Language Comparison
The same analysis example (based on the PRQL website) written in Pivotal and four alternatives. All examples assume a Jupyter notebook context, including %% cell magic where required.
%%pivotal
load "invoices.csv" as invoices
load "customers.csv" as customers
with invoices
filter invoice_date >= "1970-01-16"
transaction_fees = 0.8
income = total - transaction_fees
filter income > 1
with invoices as summary
group by customer_id
agg mean total, sum income as sum_income, count total as ct
sort sum_income desc
left merge customers on customer_id
name = last_name + ", " + first_name
select customer_id, name, sum_income
save "my_analysis"
path "~/projects/output"
import pandas as pd
invoices = pd.read_csv("invoices.csv")
customers = pd.read_csv("customers.csv")
invoices = invoices[invoices["invoice_date"] >= "1970-01-16"]
invoices["transaction_fees"] = 0.8
invoices["income"] = invoices["total"] - invoices["transaction_fees"]
invoices = invoices[invoices["income"] > 1]
summary = (
invoices
.groupby("customer_id")
.agg(
mean_total=("total", "mean"),
sum_income=("income", "sum"),
ct=("total", "count")
)
.reset_index()
.sort_values("sum_income", ascending=False)
.merge(customers, on="customer_id", how="left")
)
summary["name"] = summary["last_name"] + ", " + summary["first_name"]
summary = summary[["customer_id", "name", "sum_income"]]
invoices.to_csv("~/projects/output/invoices.csv", index=False)
summary.to_csv("~/projects/output/my_analysis.csv", index=False)
Readable with method chaining, but requires knowing the agg dict-of-tuples syntax, that .reset_index() is needed after groupby, and that column assignment must happen outside the chain.
import polars as pl
invoices = pl.read_csv("invoices.csv")
customers = pl.read_csv("customers.csv")
invoices = (
invoices
.filter(pl.col("invoice_date") >= "1970-01-16")
.with_columns([
pl.lit(0.8).alias("transaction_fees"),
(pl.col("total") - 0.8).alias("income")
])
.filter(pl.col("income") > 1)
)
summary = (
invoices
.group_by("customer_id")
.agg([
pl.col("total").mean().alias("mean_total"),
pl.col("income").sum().alias("sum_income"),
pl.col("total").count().alias("ct")
])
.sort("sum_income", descending=True)
.join(customers, on="customer_id", how="left")
.with_columns(
(pl.col("last_name") + ", " + pl.col("first_name")).alias("name")
)
.select(["customer_id", "name", "sum_income"])
)
invoices.write_csv("~/projects/output/invoices.csv")
summary.write_csv("~/projects/output/my_analysis.csv")
Fast and expressive, but every column reference requires pl.col() and every literal pl.lit().

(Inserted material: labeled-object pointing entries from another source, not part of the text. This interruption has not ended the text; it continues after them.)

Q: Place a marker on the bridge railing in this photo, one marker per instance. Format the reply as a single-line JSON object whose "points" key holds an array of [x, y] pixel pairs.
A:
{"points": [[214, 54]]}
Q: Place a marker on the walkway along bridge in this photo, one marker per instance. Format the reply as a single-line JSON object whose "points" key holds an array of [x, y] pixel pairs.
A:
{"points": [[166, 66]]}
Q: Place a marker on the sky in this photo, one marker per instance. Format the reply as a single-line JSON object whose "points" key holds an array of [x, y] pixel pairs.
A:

The ceremony adds up across a longer pipeline.
%%sql
create or replace table summary as
with enriched as (
select *,
0.8 as transaction_fees,
total - 0.8 as income
from read_csv_auto('invoices.csv')
where invoice_date >= '1970-01-16'
),
filtered as (
select * from enriched
where income > 1
),
grouped as (
select
customer_id,
avg(total) as mean_total,
sum(income) as sum_income,
count(*) as ct
from filtered
group by customer_id
)
select
g.customer_id,
c.last_name || ', ' || c.first_name as name,
g.sum_income
from grouped g
left join read_csv_auto('customers.csv') c on g.customer_id = c.customer_id
order by g.sum_income desc
JupySQL provides %%sql cell magic backed by DuckDB, which means you can write clean SQL directly in a notebook cell.

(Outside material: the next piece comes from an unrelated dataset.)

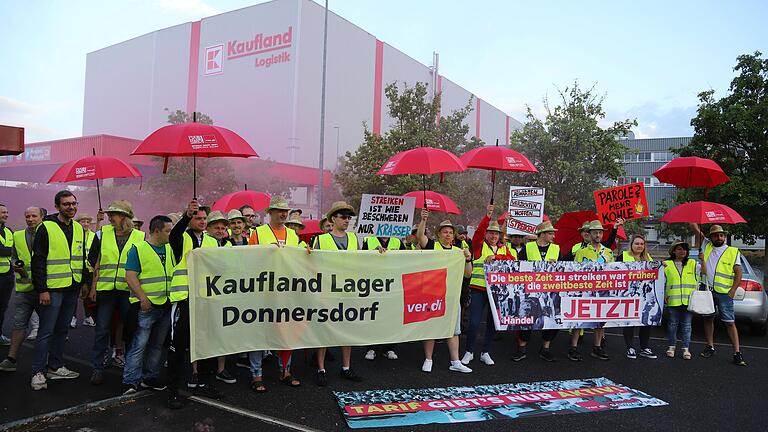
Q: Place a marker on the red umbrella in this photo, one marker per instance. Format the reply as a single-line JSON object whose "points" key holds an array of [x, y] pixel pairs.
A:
{"points": [[94, 168], [685, 172], [497, 158], [435, 202], [703, 212], [569, 224], [235, 200], [194, 139]]}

CTEs make this readable and the %%sql magic keeps the notebook experience clean. The gaps are multi-step mutations (each requires a new CTE), no built-in file export, and results need a Python cell to do anything further with them.
# Setup cell (once per notebook)
%load_ext pyprql.magic
%load_ext sql
%sql duckdb:///:memory:
%sql create view invoices as select * from read_csv_auto('invoices.csv')
%sql create view customers as select * from read_csv_auto('customers.csv')
%%prql summary <<
from invoices
filter invoice_date >= @1970-01-16
derive {
transaction_fees = 0.8,
income = total - transaction_fees
}
filter income > 1
group customer_id (
aggregate {
average total,
sum_income = sum income,
ct = count total,
}
)
sort {-sum_income}
join c=customers (==customer_id)
derive name = f"{c.last_name}, {c.first_name}"
select {
c.customer_id, name, sum_income
}
PRQL (Pipelined Relational Query Language) compiles to SQL. Its pipeline style is the closest conceptually to Pivotal. The pyprql package provides a %%prql Jupyter magic backed by DuckDB, equivalent to %%sql.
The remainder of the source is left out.